En uno de mis ramos en la Universidad, había un capítulo dedicado a los “ismos” contemporáneos. Allí analizábamos las atrocidades del nazismo y el fascismo, la decadencia del capitalismo y su fase superior —el imperialismo— y el socialismo de las “democracias populares”. Leíamos a Lenin, Gramsci, Fromm, Althusser, Sartre y estudiábamos la base teórica que sustentaba la crítica implacable hacia los tres primeros ismos. La cultura intelectual de entonces era eminentemente marxista y combatía frontalmente las ideologías “enemigas”. Los pocos intelectuales no marxistas solían ser complacientes con esta teoría, y el materialismo histórico se disociaba del dialéctico, confiriéndole a éste el carácter de método científico de análisis de la historia. Entonces —hablo de los años 60 al 90— existía poca valentía para alejarse de las posiciones dominantes y se guardaba silencio sobre los abusos y aberraciones de los “socialismos reales”. Camus y Aron fueron notables excepciones. Esto, hasta que los mismos maoístas, neocomunistas y el propio Sartre, con su cohorte de filósofos, comenzaron a cuestionar esos sustentos ideológicos que los habían legitimado por décadas. La decadencia soviética, la revolución cultural, las purgas y violaciones a los derechos humanos, la disidencia de artistas e intelectuales, la invasión china a Vietnam, las masacres de Pol-Pot y la huida masiva de cubanos y vietnamitas, lograron derrumbar ese último de los dioses de barro terminados en “ismo”.
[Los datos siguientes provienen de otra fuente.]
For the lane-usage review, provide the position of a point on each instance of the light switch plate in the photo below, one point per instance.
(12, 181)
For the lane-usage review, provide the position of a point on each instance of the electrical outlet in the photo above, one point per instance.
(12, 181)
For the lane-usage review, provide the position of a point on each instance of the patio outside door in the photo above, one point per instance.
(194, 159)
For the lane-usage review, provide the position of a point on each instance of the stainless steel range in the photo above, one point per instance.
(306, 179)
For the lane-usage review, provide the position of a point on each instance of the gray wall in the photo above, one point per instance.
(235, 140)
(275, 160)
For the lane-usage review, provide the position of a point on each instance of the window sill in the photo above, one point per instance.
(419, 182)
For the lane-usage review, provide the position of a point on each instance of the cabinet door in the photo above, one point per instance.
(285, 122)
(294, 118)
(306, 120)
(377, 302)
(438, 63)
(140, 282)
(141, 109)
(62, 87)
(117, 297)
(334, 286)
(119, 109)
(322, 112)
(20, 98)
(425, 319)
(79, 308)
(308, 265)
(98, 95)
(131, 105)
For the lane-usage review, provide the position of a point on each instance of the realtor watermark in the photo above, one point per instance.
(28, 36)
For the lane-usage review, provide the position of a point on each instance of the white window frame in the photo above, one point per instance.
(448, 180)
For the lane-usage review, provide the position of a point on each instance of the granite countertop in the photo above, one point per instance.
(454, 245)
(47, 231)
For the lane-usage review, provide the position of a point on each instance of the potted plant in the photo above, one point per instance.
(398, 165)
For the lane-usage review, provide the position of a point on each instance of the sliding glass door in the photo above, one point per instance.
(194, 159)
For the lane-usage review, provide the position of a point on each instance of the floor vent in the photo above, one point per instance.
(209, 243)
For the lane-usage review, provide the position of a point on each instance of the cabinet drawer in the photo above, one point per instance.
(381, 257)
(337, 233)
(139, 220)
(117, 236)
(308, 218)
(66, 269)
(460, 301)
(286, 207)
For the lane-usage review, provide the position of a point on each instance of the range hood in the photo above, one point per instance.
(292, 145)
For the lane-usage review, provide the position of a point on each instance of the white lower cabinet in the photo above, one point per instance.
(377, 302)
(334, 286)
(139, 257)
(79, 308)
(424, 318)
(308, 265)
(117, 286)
A fines de siglo, la globalización ya había impuesto patrones diferentes. La ideología dominante se hizo más individualista y mercantilista, aniquilando de paso la expresión colectiva y hasta sus instituciones. El sentimiento mismo de fraternidad fue afectado por ese egoísmo salvaje del “sálvese quien pueda”. Cuando lo colectivo es evaluado exclusivamente en función a la rentabilidad del negocio, las instituciones republicanas se quedan sin espacio vital. Gremios, sindicatos, partidos, sistemas legislativos, de justicia, educativos y religiosos, se fueron quedando sin substancia y hoy tambalean en la tormenta provocada por ese otro dios —hedonista y ciego— que es el dinero. Un fracaso para el pensamiento crítico.

Han surgido también otras fuerzas que se autodefinen de izquierda, que se posicionan fuera de los cánones tradicionales, abstrayéndose de las clases sociales y su lucha, incluso de los Estados nacionales. Algunos defienden la naturaleza y luchan contra la depredación del sistema económico. Cercanos a ellos, los militantes animalistas. Están los que generan o se apoderan de causas más recientes, para oponerse al sistema “neoliberal” y reemplazarlo por otro que presumen mejor. Y aquí nos reencontramos con los “ex” de desgastadas cepas: estalinistas, maoístas, trotskistas… Y más cerca nuestro, con los castristas y bolivarianos, muchos transformados en feministas, otros en defensores de etnias, razas y géneros discriminados; categorías que consideran separadas por una suerte de pertenencia tribal que las identificaría. Hablamos de las llamadas izquierdas “identitarias” surgidas en las universidades de los Estados Unidos y Europa, desprendidas de modelos colectivos y portavoces de la categoría social que las agrupa. Para sus defensores, las minorías se adicionan para conformar una sociedad, y la nación no constituye referencia. La ideología cumple con su función de proponer un marco teórico imaginario de intereses homogéneos, donde la fraternidad se aplica entre los miembros de la misma etnia, raza o género.

Ante este revoltijo expuesto brevemente, convencido que ningún mundo es posible sin valores y utopías que lo muevan, estimo necesario y urgente sobrepasar algunas diferencias divisorias, estableciendo “mínimos comunes” que nos unan a mediano plazo. La libertad, aspiración máxima del ser humano, cobra sentido cuando va aparejada con la justicia e igualdad. Ese horizonte es compartido por las grandes mayorías, pero sigue siendo un horizonte y, como tal, lejano. Entonces, ante la premura con que las injusticias nos empujan a actuar, la fraternidad parece ser el camino más adecuado. Hoy, este principio se encarna en el método del diálogo entre actores políticos, sociales y económicos; método de gobernanza que ya hemos evocado en columnas anteriores. La fraternidad cumple así con su noble función: la de legitimar y dar sentido a un diseño renovado y más consensuado de la nación.